Covariance matrix estimation¶

Meva provides two methods to estimate the covariance matrix of log asset returns: one, cov_pca based on pricipal component analysis (PCA) and one, cov_fa based on factor analysis. Both functions return $B$ and $d$ such that the covariance matrix $V$ is given by

$V = \mbox{cov}(y) = BB' + \mbox{diag}(d),$

where $B$ is a $n\times k$ matrix mapping $k$ factors to $n$ assets, $d$ is…

cov_pca (PCA-based)¶

The cov_pca function uses principal component analysis to fit a factor-model decomposition of market variability. This model decomposes the market return $y$ into two parts:

$y = Bx + w.$

Here, $B$ is a $n\times k$ matrix mapping $k$ factors to $n$ assets, $x$ is a draw from a $k$ dimensional iid standard normal distribution, and $w$ is a draw from an independent normal distribution in which the variance of the $j$ -th component is given by $d_j$ .

The cov_pca function handles missing data, coded as nan.

cov_fa (factor-analysis-based)¶

The cov_fa function fits the same factor model to the market returns. But instead of using principal component analyisis to decompose the variance, this factor analysis function uses the EM (expectation-maximization) algorithm to iteratively find a maximum-likelihood fit.

For background on the factor analysis model and its EM solution see Andrew Ng’s freely available machine-leaning notes.

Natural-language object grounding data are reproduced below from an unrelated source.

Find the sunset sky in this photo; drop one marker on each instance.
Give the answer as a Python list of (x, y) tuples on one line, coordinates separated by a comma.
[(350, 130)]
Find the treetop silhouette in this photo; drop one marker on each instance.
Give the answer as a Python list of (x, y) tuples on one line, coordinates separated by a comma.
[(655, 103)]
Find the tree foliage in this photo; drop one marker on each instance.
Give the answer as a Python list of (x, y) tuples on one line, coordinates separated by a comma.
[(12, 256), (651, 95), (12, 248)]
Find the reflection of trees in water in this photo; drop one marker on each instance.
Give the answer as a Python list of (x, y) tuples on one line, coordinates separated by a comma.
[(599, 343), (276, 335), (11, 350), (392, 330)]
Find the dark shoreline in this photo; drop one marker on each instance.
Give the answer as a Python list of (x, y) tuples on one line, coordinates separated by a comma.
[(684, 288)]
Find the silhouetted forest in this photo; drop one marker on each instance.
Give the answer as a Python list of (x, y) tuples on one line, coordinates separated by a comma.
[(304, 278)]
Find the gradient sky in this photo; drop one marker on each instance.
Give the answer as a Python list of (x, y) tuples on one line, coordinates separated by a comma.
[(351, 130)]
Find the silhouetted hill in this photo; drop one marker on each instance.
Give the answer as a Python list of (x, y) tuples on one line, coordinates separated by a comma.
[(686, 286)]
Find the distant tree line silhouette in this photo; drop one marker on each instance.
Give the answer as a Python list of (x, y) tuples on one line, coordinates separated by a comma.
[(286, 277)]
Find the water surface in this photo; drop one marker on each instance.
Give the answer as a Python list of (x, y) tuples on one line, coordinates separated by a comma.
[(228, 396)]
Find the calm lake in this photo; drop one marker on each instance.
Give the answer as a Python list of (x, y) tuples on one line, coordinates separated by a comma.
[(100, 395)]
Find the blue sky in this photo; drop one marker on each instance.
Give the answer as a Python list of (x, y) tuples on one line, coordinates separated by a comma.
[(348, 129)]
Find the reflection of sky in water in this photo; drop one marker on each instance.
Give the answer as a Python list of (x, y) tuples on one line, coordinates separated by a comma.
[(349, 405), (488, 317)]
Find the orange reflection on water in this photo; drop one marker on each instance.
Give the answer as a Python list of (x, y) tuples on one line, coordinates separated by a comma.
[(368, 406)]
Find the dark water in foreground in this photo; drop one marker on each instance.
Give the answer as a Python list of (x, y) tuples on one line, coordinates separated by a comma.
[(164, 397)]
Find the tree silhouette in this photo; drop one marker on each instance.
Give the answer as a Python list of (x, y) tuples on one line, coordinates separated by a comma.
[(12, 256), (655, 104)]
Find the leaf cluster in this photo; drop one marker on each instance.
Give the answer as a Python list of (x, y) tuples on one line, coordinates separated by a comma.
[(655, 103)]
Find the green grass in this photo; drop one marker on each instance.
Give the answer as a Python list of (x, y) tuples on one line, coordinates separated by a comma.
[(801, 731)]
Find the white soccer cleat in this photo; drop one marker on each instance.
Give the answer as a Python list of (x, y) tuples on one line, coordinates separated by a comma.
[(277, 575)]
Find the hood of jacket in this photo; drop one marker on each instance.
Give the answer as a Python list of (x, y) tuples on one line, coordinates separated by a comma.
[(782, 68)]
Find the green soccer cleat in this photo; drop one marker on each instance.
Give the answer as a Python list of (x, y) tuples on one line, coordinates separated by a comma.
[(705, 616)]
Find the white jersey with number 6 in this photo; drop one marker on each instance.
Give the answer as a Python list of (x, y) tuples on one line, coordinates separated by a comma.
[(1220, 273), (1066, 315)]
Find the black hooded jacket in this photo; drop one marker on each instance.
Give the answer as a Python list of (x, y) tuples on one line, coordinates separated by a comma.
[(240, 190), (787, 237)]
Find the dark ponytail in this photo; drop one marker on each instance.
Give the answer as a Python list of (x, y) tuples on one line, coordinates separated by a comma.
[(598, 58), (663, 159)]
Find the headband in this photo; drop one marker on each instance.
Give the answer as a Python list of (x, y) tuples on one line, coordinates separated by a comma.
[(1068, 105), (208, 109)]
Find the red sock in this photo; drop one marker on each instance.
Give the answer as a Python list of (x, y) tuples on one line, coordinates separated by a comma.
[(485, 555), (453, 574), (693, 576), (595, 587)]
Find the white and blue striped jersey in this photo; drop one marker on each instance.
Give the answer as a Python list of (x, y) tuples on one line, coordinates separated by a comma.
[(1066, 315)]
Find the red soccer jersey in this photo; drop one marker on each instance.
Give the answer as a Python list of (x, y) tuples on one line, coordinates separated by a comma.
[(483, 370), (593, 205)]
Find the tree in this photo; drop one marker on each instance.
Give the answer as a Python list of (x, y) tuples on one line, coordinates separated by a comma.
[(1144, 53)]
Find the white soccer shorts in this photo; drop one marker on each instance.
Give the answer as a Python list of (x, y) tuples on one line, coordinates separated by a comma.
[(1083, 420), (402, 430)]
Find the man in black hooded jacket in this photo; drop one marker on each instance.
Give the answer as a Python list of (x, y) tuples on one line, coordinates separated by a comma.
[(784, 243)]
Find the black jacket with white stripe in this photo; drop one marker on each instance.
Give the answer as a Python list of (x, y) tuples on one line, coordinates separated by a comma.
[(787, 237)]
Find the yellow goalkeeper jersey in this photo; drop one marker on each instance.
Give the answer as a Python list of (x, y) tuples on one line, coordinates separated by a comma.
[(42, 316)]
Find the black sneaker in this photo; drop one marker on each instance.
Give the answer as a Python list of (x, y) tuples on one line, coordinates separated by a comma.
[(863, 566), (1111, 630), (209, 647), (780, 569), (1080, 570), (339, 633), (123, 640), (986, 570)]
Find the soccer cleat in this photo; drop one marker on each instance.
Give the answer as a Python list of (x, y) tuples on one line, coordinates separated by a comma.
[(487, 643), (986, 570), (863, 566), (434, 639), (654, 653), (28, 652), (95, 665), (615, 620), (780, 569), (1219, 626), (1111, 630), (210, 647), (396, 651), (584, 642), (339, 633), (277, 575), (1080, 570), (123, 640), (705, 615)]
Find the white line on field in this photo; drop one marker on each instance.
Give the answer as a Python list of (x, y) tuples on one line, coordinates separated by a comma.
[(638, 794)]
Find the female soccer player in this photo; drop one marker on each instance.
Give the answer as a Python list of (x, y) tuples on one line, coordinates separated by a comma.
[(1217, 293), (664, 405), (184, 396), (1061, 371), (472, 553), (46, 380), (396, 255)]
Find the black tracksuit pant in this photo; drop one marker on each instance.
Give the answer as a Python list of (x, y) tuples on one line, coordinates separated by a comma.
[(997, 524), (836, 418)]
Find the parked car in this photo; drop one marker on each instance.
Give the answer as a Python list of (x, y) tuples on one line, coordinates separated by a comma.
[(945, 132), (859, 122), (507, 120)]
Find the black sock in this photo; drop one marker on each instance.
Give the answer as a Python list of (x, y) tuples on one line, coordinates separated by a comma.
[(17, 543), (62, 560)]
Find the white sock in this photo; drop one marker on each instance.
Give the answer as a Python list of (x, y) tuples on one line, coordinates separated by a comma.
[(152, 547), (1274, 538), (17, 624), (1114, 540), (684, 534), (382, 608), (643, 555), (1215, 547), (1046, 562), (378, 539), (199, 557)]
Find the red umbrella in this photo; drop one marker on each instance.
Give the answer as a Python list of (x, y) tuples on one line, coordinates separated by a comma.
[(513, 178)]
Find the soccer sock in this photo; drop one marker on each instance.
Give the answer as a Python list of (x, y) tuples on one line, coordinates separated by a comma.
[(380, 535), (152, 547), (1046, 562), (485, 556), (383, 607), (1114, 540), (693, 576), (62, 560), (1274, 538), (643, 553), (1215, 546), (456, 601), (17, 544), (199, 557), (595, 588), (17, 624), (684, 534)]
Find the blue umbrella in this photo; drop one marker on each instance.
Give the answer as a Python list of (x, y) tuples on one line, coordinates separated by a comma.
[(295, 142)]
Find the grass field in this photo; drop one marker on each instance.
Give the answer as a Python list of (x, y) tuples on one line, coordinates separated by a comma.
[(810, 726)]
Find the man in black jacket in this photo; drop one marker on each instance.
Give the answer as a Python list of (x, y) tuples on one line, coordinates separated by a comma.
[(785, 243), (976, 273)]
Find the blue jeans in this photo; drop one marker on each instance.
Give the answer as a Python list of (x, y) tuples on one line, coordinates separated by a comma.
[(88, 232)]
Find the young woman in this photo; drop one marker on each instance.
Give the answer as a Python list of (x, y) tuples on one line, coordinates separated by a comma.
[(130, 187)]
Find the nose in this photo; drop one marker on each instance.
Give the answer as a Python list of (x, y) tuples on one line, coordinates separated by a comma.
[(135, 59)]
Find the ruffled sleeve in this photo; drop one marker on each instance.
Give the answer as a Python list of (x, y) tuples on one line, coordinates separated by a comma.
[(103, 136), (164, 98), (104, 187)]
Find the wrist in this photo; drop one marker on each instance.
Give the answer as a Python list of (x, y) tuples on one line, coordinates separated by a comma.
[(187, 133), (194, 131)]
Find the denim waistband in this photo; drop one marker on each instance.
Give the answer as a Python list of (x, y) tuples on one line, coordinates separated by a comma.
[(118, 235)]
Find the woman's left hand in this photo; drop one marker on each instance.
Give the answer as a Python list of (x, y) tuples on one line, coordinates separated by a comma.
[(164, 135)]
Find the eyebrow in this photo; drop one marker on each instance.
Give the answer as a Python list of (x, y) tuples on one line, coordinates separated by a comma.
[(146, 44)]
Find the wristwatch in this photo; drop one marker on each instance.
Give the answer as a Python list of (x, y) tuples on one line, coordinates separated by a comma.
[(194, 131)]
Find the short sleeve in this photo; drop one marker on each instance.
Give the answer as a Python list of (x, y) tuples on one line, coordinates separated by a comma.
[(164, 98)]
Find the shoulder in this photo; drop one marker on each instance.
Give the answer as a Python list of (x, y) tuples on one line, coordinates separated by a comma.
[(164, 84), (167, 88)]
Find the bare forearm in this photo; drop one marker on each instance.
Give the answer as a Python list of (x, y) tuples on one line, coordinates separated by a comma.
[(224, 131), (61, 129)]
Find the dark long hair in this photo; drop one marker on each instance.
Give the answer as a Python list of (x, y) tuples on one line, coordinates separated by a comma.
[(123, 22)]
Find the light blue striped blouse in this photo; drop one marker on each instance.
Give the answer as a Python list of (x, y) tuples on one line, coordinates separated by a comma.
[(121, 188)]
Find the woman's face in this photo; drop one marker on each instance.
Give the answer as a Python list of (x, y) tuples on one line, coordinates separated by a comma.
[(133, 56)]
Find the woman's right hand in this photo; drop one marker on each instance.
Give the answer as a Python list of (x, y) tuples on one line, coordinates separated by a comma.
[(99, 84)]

The only difference between our algorithm and his is that we use the matrix identities

$\big(E - FH^{-1}G\big)^{-1} FH^{-1} = E^{-1}F \big(H - GE^{-1}F\big)^{-1},$

and

$\big(E - FH^{-1}G\big)^{-1} = E^{-1} + E^{-1}F\big(H - GE^{-1}F\big)^{-1}GE^{-1}$

to reduce $n\times n$ matrix inversions to $k \times k$ matrix inversions. These identities result form standard blockwise inversion teckniques, for instance on wikipedia here.